Collaborative and privacy-preserving retired battery sorting for profitable direct recycling via federated machine learning.
Shengyu TaoHaizhou LiuChongbo SunHaocheng JiGuanjun JiZhiyuan HanRunhua GaoJun MaRuifei MaYuou ChenShiyi FuYu WangYaojie SunYu RongXuan ZhangGuangmin ZhouHongbin SunPublished in: Nature communications (2023)

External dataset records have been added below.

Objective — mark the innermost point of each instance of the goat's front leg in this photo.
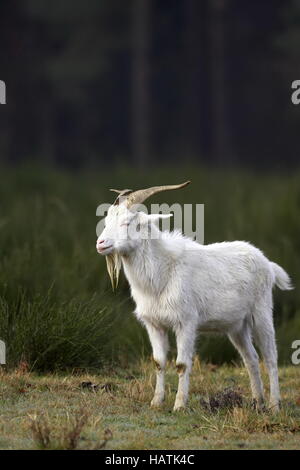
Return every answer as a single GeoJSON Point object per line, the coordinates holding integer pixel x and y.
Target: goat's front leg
{"type": "Point", "coordinates": [159, 342]}
{"type": "Point", "coordinates": [185, 338]}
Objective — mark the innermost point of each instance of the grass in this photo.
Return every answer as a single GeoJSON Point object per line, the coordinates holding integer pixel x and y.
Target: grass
{"type": "Point", "coordinates": [57, 310]}
{"type": "Point", "coordinates": [55, 411]}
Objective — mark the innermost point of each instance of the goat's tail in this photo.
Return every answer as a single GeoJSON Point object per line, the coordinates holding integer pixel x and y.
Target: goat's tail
{"type": "Point", "coordinates": [281, 278]}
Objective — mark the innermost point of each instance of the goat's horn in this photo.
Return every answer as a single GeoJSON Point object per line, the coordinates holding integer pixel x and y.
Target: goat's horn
{"type": "Point", "coordinates": [121, 193]}
{"type": "Point", "coordinates": [138, 197]}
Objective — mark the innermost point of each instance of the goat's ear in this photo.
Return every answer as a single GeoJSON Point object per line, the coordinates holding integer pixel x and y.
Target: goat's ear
{"type": "Point", "coordinates": [157, 217]}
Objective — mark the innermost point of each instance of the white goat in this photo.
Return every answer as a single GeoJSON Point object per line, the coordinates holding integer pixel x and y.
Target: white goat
{"type": "Point", "coordinates": [177, 283]}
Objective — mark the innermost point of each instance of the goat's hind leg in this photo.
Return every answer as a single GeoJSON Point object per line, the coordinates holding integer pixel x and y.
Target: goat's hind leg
{"type": "Point", "coordinates": [242, 340]}
{"type": "Point", "coordinates": [264, 336]}
{"type": "Point", "coordinates": [185, 338]}
{"type": "Point", "coordinates": [159, 342]}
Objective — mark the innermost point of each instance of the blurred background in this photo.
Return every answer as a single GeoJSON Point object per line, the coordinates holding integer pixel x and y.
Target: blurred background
{"type": "Point", "coordinates": [129, 93]}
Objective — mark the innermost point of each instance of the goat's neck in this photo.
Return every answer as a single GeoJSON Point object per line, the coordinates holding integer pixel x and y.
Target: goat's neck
{"type": "Point", "coordinates": [148, 267]}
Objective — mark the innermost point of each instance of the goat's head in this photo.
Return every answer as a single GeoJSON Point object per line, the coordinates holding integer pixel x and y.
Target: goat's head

Unsorted retired batteries with varied cathode materials hinder the adoption of direct recycling due to their cathode-specific nature. The surge in retired batteries necessitates precise sorting for effective direct recycling, but challenges arise from varying operational histories, diverse manufacturers, and data privacy concerns of recycling collaborators (data owners). Here we show, from a unique dataset of 130 lithium-ion batteries spanning 5 cathode materials and 7 manufacturers, a federated machine learning approach can classify these retired batteries without relying on past operational data, safeguarding the data privacy of recycling collaborators. By utilizing the features extracted from the end-of-life charge-discharge cycle, our model exhibits 1% and 3% cathode sorting errors under homogeneous and heterogeneous battery recycling settings respectively, attributed to our innovative Wasserstein-distance voting strategy. Economically, the proposed method underscores the value of precise battery sorting for a prosperous and sustainable recycling industry. This study heralds a new paradigm of using privacy-sensitive data from diverse sources, facilitating collaborative and privacy-respecting decision-making for distributed systems.